Paste as Text has been changed from a dialog to a toggle button on the 
toolbar. When it's "on", all pastes done by the user are done as plain 
text. When it's "off" paste happens normally. 

The Paste as Text button can be "sticky" or not. The default is "not 
sticky", meaning that it reverts to normal paste after the next paste 
initiated by the user. 

The first time the Paste as Text button is clicked, the user is shown a 
message indicating that they are in plain text mode, and it explains how 
to return to normal paste mode. The plugin can optionally be configured 
to show that message every time it is clicked, but the default is to 
only show the message once. 

An expando property on the editor (pasteAsPlainText) indicates if the 
paste is in plain text mode. 

A new private method, _insertPlainText(), handles the translation and 
insertion of plain text. The new plain text functionality is hooked into 
the current paste function in the process() function within the init() 
method. Overall, there is very little impact on how a paste takes place 
from the old plugin to the new one. 

The MS Office cleanup functions have been radically changed in order to 
make the existing code much more efficient, and to retain as many of the 
office styles as possible, translating them into valid CSS. One major 
hurlde that remains is properly translating pastes from Excel. 
Currently, such pastes are either coming through with all styles 
removed, or in the case of WebKit browsers, the Excel table is getting 
corrupted. This also happens in the current paste plugin. (See Known 
Issues below.) 

Other significant changes are the addition of several new configuration 
options required for the plain text functionality, and several 
improvements to the overall code base in the plugin. 

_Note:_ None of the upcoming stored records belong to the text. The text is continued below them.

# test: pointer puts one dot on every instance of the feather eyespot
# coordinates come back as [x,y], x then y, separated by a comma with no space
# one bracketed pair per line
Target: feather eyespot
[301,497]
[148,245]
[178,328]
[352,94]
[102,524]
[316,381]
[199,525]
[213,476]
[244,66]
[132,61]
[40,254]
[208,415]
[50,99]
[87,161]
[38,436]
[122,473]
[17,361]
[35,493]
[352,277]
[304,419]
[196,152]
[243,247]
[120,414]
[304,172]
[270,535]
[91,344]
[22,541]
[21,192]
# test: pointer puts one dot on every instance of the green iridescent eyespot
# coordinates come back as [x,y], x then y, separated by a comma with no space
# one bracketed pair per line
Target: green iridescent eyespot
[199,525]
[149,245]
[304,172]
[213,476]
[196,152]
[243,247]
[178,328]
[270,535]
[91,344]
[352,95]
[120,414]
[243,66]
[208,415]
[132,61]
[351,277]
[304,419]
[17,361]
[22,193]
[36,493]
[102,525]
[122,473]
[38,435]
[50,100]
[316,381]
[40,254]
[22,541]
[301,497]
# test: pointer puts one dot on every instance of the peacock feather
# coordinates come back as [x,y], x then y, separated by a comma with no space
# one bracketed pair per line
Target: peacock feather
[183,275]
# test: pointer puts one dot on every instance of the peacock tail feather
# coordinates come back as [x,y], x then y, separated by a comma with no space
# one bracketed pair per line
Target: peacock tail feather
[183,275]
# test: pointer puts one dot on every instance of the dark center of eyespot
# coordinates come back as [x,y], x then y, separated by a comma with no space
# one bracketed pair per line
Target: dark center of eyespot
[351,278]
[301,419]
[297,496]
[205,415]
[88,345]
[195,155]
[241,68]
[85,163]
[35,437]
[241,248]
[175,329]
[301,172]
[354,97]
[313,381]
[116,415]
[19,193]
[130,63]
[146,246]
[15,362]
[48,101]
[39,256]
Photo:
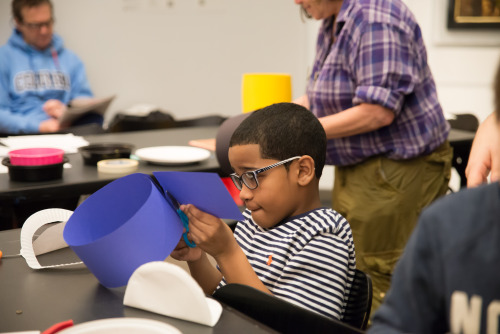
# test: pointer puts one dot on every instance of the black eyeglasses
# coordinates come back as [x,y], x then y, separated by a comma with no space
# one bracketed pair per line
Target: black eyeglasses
[250,178]
[38,26]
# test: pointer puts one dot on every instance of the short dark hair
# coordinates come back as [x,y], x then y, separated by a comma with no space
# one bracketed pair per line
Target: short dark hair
[284,130]
[496,92]
[18,5]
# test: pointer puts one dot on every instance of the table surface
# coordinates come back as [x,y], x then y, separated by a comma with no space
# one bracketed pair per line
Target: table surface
[37,299]
[82,179]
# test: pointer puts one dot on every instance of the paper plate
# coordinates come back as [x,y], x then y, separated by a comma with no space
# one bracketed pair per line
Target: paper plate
[122,326]
[172,155]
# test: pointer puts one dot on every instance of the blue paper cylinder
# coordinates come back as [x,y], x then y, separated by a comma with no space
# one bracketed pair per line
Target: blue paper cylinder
[120,227]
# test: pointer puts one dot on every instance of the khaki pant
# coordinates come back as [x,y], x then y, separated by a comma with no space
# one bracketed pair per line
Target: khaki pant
[382,199]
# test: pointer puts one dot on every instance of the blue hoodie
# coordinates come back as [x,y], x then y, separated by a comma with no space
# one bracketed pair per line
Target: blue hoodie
[29,77]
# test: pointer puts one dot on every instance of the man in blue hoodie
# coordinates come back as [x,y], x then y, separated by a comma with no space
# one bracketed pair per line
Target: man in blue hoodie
[38,76]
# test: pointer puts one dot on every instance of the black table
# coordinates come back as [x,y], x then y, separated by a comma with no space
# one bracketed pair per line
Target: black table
[82,179]
[37,299]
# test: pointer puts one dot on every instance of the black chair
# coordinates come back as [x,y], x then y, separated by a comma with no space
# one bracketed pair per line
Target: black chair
[461,149]
[465,122]
[277,313]
[357,312]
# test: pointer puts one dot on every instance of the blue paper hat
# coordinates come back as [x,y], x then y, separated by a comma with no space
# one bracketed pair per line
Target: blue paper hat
[122,226]
[129,222]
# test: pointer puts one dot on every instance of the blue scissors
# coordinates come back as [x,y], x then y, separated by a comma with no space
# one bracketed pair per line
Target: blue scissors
[184,218]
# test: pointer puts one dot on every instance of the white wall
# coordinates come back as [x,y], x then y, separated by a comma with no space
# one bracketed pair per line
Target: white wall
[463,62]
[188,58]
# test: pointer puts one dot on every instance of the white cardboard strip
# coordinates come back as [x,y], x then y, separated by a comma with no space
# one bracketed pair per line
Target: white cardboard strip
[50,240]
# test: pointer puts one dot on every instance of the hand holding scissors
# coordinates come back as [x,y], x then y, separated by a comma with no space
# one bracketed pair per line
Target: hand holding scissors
[184,219]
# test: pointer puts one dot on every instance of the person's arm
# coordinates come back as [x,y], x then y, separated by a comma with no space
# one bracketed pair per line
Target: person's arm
[303,101]
[80,86]
[356,120]
[215,237]
[485,154]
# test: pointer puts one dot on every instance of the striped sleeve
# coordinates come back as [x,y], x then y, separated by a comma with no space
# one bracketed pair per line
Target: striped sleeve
[308,261]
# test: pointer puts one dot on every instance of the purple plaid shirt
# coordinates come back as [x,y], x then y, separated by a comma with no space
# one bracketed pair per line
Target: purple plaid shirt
[378,56]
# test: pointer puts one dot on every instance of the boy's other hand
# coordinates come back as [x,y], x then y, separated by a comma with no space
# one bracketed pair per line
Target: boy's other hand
[50,125]
[54,108]
[209,233]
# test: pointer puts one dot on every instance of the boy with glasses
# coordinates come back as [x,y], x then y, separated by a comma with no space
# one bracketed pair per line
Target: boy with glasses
[287,245]
[38,76]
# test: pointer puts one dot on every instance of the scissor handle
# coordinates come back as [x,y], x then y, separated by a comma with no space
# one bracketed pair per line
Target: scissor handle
[185,222]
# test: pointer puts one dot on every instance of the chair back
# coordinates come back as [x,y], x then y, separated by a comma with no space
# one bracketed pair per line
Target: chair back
[278,313]
[357,311]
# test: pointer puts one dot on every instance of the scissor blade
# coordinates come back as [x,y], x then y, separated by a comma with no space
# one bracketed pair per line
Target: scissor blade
[174,201]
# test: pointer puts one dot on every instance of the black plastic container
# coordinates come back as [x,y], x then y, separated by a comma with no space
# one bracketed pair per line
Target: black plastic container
[36,173]
[94,153]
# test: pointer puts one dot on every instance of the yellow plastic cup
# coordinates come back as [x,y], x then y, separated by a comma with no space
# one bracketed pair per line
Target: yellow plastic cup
[259,90]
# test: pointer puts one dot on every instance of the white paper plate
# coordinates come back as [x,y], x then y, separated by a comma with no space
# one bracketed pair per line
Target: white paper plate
[122,326]
[172,155]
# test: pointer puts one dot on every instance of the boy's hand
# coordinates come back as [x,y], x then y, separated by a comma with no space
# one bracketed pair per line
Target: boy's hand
[183,252]
[209,233]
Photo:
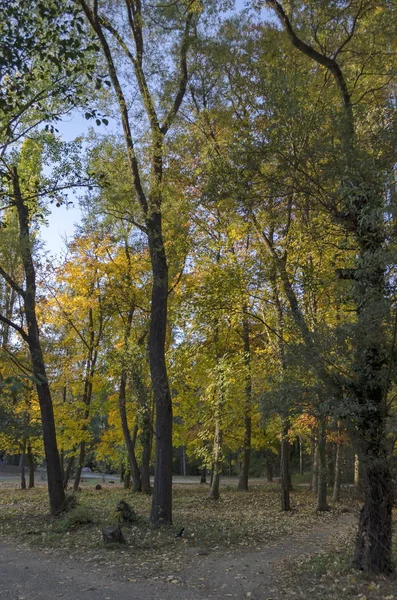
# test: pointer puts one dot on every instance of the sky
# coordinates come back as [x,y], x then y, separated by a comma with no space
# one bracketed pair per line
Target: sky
[62,220]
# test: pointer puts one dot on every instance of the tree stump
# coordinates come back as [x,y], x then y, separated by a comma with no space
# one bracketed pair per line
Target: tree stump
[113,535]
[126,513]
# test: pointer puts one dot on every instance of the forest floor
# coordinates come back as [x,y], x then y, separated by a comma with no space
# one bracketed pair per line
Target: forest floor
[242,546]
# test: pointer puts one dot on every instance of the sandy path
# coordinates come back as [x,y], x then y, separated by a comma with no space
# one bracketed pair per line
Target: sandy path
[27,574]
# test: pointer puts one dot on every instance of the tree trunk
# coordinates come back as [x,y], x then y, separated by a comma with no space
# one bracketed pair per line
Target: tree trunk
[129,442]
[269,459]
[22,466]
[338,473]
[244,473]
[68,471]
[284,468]
[216,468]
[31,467]
[322,471]
[300,456]
[203,475]
[314,479]
[80,466]
[54,474]
[127,479]
[161,513]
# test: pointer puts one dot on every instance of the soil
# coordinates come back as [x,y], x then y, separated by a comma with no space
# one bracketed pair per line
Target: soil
[256,573]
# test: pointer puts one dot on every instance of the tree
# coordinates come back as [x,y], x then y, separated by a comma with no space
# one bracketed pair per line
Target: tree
[359,210]
[179,18]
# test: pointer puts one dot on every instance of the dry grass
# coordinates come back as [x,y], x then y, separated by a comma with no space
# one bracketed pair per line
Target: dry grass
[239,521]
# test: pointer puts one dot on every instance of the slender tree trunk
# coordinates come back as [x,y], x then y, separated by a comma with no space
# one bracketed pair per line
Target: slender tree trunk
[244,473]
[322,471]
[216,468]
[314,479]
[338,473]
[31,467]
[284,467]
[161,512]
[127,479]
[183,461]
[68,471]
[300,456]
[80,466]
[203,475]
[54,474]
[269,458]
[129,442]
[22,466]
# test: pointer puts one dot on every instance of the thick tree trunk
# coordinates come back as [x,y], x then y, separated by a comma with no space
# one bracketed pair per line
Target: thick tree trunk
[161,513]
[284,468]
[80,466]
[269,459]
[31,467]
[68,471]
[22,466]
[203,475]
[54,474]
[216,467]
[127,479]
[322,470]
[338,473]
[314,478]
[244,473]
[129,442]
[300,456]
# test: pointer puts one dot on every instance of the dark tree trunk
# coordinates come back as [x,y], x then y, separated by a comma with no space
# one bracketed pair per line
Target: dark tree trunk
[338,473]
[269,459]
[22,466]
[31,467]
[300,456]
[127,479]
[161,513]
[314,478]
[284,468]
[203,475]
[68,471]
[80,466]
[54,474]
[128,440]
[146,438]
[322,471]
[244,473]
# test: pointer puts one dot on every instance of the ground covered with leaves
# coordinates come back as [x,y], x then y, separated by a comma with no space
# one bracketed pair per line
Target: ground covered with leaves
[239,524]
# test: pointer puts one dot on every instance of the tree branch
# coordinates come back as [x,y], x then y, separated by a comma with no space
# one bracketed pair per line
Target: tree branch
[11,282]
[16,327]
[322,59]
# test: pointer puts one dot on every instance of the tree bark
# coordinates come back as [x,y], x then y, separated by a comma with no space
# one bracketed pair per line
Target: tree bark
[269,459]
[362,215]
[314,479]
[22,466]
[54,474]
[244,473]
[68,471]
[322,471]
[31,467]
[338,473]
[161,513]
[284,468]
[203,475]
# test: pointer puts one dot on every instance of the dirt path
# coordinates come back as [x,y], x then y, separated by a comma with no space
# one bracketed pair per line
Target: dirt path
[27,574]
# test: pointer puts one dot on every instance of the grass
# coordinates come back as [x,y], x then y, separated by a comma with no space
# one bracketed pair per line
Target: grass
[238,521]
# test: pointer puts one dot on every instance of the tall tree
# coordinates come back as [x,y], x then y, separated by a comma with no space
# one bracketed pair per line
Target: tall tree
[360,211]
[141,45]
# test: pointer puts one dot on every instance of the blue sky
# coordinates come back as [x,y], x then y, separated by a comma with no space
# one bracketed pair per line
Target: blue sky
[62,220]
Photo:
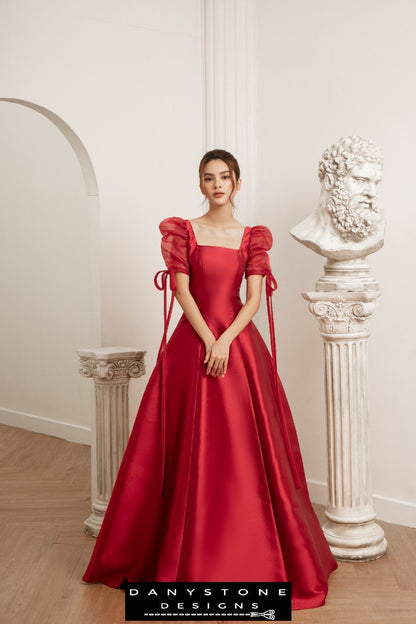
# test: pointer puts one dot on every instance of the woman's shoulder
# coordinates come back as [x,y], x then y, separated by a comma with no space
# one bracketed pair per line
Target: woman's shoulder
[173,225]
[261,236]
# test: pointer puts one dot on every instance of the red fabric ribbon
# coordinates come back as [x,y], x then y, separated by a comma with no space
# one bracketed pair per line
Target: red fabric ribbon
[161,280]
[271,286]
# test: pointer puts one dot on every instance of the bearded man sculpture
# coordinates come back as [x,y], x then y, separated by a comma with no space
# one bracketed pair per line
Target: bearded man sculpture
[348,223]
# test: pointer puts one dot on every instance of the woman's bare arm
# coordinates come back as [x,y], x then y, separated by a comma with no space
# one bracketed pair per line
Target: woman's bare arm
[217,355]
[191,310]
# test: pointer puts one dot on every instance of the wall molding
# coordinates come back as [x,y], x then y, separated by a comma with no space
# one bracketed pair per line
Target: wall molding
[387,509]
[47,426]
[229,86]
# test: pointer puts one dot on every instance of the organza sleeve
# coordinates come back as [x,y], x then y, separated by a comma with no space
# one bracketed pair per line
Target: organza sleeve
[258,262]
[175,237]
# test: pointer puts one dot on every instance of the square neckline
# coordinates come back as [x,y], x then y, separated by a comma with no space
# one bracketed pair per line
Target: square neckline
[246,227]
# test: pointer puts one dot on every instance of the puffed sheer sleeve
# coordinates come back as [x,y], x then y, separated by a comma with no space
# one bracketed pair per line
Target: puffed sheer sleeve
[258,262]
[175,237]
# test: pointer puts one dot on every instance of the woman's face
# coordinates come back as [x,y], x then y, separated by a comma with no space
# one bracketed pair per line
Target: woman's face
[218,183]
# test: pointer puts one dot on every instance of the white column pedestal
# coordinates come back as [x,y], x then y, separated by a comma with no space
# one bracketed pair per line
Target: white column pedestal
[111,369]
[344,316]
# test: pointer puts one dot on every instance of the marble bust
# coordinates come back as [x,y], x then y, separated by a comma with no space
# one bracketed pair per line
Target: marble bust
[347,223]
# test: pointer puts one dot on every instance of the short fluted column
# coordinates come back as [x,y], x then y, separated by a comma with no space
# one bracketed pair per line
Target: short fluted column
[111,368]
[350,528]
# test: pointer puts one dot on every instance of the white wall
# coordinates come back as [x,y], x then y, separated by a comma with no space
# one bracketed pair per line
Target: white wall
[126,77]
[327,69]
[47,297]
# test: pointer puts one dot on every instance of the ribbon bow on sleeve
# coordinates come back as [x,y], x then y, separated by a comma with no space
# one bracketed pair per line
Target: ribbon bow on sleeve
[271,286]
[161,283]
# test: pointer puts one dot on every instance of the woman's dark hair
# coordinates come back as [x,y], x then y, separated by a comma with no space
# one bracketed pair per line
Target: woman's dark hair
[220,155]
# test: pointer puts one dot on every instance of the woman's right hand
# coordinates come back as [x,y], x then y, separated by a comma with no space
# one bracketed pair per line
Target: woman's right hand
[216,357]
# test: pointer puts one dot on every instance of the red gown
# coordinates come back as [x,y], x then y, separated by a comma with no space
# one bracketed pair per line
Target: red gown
[211,486]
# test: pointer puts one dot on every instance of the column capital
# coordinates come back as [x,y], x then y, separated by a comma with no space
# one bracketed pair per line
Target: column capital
[111,363]
[343,313]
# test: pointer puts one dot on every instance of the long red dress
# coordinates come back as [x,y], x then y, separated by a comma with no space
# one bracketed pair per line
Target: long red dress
[211,486]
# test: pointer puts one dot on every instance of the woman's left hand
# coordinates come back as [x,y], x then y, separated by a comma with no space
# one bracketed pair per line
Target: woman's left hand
[217,356]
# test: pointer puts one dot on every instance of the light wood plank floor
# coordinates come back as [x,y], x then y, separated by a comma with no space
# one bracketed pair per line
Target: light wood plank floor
[44,499]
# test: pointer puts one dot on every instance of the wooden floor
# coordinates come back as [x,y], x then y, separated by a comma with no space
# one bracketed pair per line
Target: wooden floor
[44,499]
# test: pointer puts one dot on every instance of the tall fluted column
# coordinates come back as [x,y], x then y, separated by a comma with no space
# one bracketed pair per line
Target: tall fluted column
[228,79]
[344,318]
[111,368]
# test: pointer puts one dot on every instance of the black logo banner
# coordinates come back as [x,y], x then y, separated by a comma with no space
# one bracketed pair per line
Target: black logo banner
[208,601]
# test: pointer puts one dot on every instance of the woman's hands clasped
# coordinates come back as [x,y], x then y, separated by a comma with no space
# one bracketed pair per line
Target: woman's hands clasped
[216,357]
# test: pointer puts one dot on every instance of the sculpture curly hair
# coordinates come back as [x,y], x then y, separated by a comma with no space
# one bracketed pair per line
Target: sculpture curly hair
[343,155]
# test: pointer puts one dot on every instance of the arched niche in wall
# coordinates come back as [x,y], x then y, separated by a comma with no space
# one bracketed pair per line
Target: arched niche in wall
[50,282]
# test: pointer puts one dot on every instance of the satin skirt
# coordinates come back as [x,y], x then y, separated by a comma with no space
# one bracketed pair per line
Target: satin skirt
[230,509]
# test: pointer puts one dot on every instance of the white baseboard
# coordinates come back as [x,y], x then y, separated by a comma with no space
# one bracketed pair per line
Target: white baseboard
[48,426]
[386,508]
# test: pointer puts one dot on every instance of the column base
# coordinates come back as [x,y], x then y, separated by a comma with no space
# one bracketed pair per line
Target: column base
[92,525]
[355,542]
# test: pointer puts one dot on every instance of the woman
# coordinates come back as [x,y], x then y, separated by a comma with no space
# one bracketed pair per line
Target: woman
[211,486]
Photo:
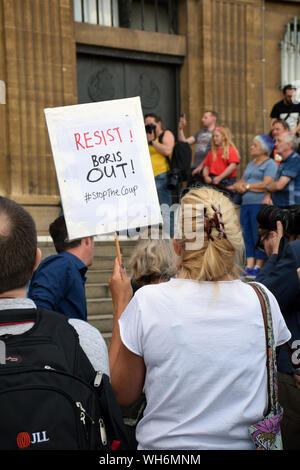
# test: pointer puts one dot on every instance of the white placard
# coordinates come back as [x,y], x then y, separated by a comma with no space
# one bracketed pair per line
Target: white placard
[103,167]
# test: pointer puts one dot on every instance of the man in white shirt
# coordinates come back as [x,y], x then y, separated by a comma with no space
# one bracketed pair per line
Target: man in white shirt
[19,258]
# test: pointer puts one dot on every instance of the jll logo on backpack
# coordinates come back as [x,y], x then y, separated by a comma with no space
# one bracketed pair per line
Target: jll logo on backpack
[24,440]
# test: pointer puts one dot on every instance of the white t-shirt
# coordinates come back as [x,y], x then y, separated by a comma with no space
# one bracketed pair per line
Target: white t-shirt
[204,349]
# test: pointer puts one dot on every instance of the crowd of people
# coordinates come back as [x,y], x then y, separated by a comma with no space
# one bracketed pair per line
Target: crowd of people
[188,344]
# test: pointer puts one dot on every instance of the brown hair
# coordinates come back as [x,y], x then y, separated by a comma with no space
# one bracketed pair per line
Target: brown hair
[18,245]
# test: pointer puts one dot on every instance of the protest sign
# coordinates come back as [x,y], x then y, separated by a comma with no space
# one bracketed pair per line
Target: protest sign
[103,167]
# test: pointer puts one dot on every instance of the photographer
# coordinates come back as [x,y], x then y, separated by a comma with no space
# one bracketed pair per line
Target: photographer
[161,144]
[280,274]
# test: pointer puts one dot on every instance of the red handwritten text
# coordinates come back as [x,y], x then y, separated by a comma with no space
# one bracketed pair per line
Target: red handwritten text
[87,140]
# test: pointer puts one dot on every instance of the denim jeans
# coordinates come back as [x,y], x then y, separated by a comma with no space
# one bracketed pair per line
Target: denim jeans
[250,230]
[165,201]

The DETAIL section below includes information about specific changes. 


DETAIL:

* Made a number of fixes to JavaScript code, such as:

 - Removed var declaration with same name as inner function. Declaring 
an inner function creates the function name as a local name, with no var 
declaration necessary. 

 - Removed extra semi-colon after each bare function declaration - 
existed in a few places (I got specific instruction/clarification from 
Douglas Crockford on this syntax). 

 - Added "i" flag to RegExps that strip leading and trailing 
non-breaking spaces, because sometimes HTML entities and tags come 
through as upper-case, e.g., "<BR>". 

 - Added "i" flag to RegExps that tests if it's Word content. 

 - Fixed up some RegExps, for example removing some unnecessary escape 
chars - clutter with no benefit, e.g., [^\"]* should be simply [^"]* 


* Improved support/translation of MS Office content:

 - Added support for *all* MS office product tags, not just <v:...> and 
<o:...>. e.g., PowerPoint is <p:...>, Excel is <x:...>, etc. 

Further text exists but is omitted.